El especialista plantea que la solución no consiste simplemente en quitarles el celular a los niños o adolescentes. Los padres deben ayudarles a encontrar un equilibrio entre la tecnología y las experiencias fuera de ella.
Deportes, lectura, juegos presenciales, dibujo, pintura, música y otras actividades pueden ofrecer alternativas que permitan a los menores desarrollar capacidades sociales, físicas y creativas.
La clave está en establecer límites claros y apropiados para la edad, procurando que el tiempo de conexión no sustituya el sueño, la actividad física, los estudios, las relaciones familiares ni la interacción cara a cara.
Pellai destaca especialmente el valor de las experiencias que ocurren fuera de una pantalla. Las amistades, los desacuerdos, el primer amor, el trabajo en equipo y hasta las frustraciones forman parte del aprendizaje emocional que prepara a los jóvenes para la vida adulta.

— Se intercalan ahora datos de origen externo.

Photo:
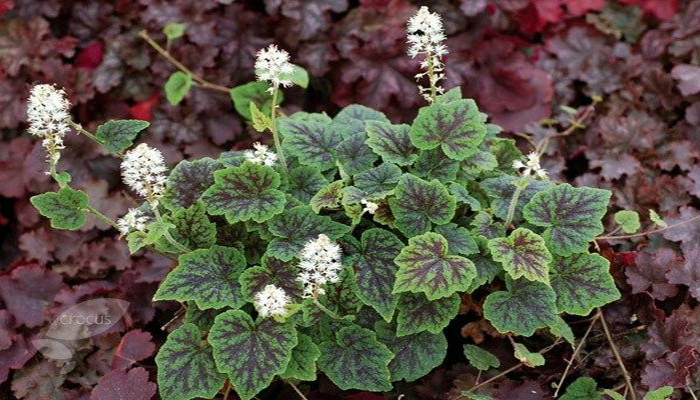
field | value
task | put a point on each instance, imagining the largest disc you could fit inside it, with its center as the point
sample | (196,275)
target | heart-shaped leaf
(571,215)
(186,368)
(314,143)
(118,135)
(501,191)
(188,180)
(391,142)
(418,203)
(457,127)
(65,208)
(525,307)
(418,314)
(302,366)
(272,272)
(245,193)
(582,282)
(209,277)
(522,253)
(375,270)
(414,355)
(480,358)
(426,267)
(251,352)
(356,360)
(378,181)
(296,226)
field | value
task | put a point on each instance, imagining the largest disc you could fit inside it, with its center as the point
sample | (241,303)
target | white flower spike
(143,169)
(49,118)
(531,167)
(261,155)
(426,38)
(271,65)
(133,220)
(320,264)
(272,301)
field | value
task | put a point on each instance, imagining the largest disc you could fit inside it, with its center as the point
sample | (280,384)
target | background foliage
(521,60)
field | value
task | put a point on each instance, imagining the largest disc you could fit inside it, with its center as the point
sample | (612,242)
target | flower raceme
(143,169)
(48,117)
(272,65)
(320,264)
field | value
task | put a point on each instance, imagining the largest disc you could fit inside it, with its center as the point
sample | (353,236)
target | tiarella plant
(347,247)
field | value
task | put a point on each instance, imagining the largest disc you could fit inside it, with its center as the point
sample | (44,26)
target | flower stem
(273,129)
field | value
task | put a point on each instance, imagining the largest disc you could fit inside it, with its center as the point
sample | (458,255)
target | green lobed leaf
(456,126)
(628,221)
(356,360)
(583,388)
(328,196)
(302,366)
(295,227)
(414,355)
(571,215)
(245,193)
(354,155)
(523,308)
(192,227)
(314,143)
(527,357)
(378,181)
(118,135)
(271,272)
(251,352)
(186,368)
(480,358)
(188,180)
(582,282)
(391,142)
(418,203)
(305,182)
(64,208)
(375,270)
(209,277)
(418,314)
(522,253)
(253,92)
(501,190)
(177,87)
(426,267)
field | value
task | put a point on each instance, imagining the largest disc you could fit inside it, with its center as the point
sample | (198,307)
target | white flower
(426,37)
(48,117)
(261,155)
(133,220)
(143,170)
(271,301)
(271,65)
(531,166)
(370,207)
(319,264)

Durante la infancia y la adolescencia, el cerebro mantiene una importante capacidad de adaptación. Por eso, mejorar los hábitos relacionados con el uso de la tecnología puede ser beneficioso incluso cuando ya se han establecido rutinas poco saludables.
Más que convertir la tecnología en un enemigo, el desafío para las familias consiste en enseñar a los niños y adolescentes a utilizarla sin permitir que termine ocupando el lugar de la vida real.
El objetivo no es eliminar las pantallas, sino lograr que sean una herramienta dentro de la vida cotidiana y no el centro de ella.